Créer des ponts, bâtir des partenariats
Orchestré par Efficacity — l’Institut français de R&D dédié à la transition énergétique et écologique des villes — avec le soutien de Business France, le voyage a également donné lieu à une session plénière structurante avec plusieurs hauts représentants du ministère indien du Logement et des Affaires urbaines, ainsi que des représentants des six États mentionnés. Ensemble, ils ont échangé autour de la gestion durable des déchets, de la valorisation des ressources et de la qualité de l’air.

Lors de cette session, des entreprises françaises telles qu’Acoem, Airinspace, ARIA Technologies – SUEZ Air & Climate, Ellona et Pando2 ont présenté leurs solutions innovantes : surveillance de la pollution atmosphérique, capteurs connectés, traitement de l’air, modélisation prédictive… Autant de technologies qui pourraient alimenter de futurs projets conjoints.
« L’idée, c’est d’identifier des partenariats industriels, avec transfert de technologie », explique Julien Couchouron, chef du service Industrie & Cleantech à Business France.
Archana Jayaraman, spécialiste de la résilience urbaine à la KfW, résume : « ce genre de mission donne du sens au travail de terrain. Il ne s’agit pas de copier un modèle, mais de comprendre, adapter et transposer à l’échelle des villes indiennes. »
Une diplomatie technique ancrée dans le réel
Au-delà des infrastructures, ce sont aussi des modèles de gouvernance qui se croisent. En Inde, chaque projet doit démontrer son utilité sociale et économique. « La création d’emplois, c’est un critère incontournable pour nous », rappelle un haut responsable du ministère indien du Logement et des Affaires urbaines.
Le study tour, en mettant en contact les acteurs de terrain, facilite ce dialogue. Et ouvre, peut-être, de nouvelles perspectives de coopération — notamment si l’Inde confirme sa candidature aux Jeux olympiques de 2036.

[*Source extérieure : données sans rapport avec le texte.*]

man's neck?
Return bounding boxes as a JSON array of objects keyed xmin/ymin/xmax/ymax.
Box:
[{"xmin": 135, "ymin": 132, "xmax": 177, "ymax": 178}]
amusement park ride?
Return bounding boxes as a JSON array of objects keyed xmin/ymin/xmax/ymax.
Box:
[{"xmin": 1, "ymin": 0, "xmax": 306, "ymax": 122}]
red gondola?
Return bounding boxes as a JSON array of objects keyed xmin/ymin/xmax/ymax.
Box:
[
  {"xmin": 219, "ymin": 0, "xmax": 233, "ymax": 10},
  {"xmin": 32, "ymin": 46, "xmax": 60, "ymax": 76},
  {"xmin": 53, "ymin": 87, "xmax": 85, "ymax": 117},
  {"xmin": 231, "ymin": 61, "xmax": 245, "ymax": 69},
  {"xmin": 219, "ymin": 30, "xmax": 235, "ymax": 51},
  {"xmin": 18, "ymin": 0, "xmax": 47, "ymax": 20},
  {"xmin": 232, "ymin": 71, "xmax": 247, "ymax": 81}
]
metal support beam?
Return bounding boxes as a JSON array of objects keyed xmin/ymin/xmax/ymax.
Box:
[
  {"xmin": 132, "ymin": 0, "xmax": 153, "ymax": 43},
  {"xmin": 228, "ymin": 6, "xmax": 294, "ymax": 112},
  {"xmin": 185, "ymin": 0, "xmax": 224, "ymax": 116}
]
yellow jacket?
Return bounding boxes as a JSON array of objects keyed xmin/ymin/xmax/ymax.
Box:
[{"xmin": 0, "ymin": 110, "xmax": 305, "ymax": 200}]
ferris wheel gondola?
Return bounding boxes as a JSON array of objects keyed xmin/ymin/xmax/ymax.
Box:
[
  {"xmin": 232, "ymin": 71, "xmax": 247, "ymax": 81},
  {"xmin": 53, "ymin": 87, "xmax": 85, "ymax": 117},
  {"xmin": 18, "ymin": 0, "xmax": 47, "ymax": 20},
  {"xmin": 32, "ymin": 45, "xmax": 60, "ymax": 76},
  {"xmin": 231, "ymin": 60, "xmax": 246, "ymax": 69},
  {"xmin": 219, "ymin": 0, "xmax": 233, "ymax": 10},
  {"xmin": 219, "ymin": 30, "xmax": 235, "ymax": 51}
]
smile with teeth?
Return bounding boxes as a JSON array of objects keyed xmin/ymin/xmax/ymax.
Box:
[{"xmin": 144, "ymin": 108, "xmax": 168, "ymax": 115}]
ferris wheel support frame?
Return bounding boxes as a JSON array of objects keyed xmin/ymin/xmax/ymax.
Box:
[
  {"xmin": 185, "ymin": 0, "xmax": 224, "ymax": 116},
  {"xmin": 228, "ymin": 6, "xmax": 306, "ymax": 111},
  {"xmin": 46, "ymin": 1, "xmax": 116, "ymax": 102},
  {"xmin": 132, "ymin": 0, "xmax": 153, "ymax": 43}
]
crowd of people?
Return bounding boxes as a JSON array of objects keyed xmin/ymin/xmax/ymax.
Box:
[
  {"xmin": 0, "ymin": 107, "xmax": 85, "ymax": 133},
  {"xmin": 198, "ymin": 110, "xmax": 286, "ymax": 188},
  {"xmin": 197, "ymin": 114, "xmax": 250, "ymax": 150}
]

À Ivry comme à Indore, une conviction se dessine : les déchets d’aujourd’hui feront parties des ressources de demain. Encore faut-il disposer de l’écosystème pour les transformer et surtout pour éviter leur production.
« Comme pour l’énergie où le kWh le plus propre est celui qui n’est pas consommé, la réduction de la production de déchets est un prérequis au cercle vertueux de l’économie circulaire, conclut Fabrice Juquois, responsable équipe projet Déchets solides à l'AFD. À cet égard, les activités de communication, sensibilisation, formation des populations et des décideurs, comme le propose le projet CITIIS 2.0 au travers de ce voyage d’étude, mais aussi au sein de chacune des villes participantes, sont la clef pour enclencher les changements de comportement nécessaires au niveau du tri des déchets à la source et d’une consommation plus responsable et durable ».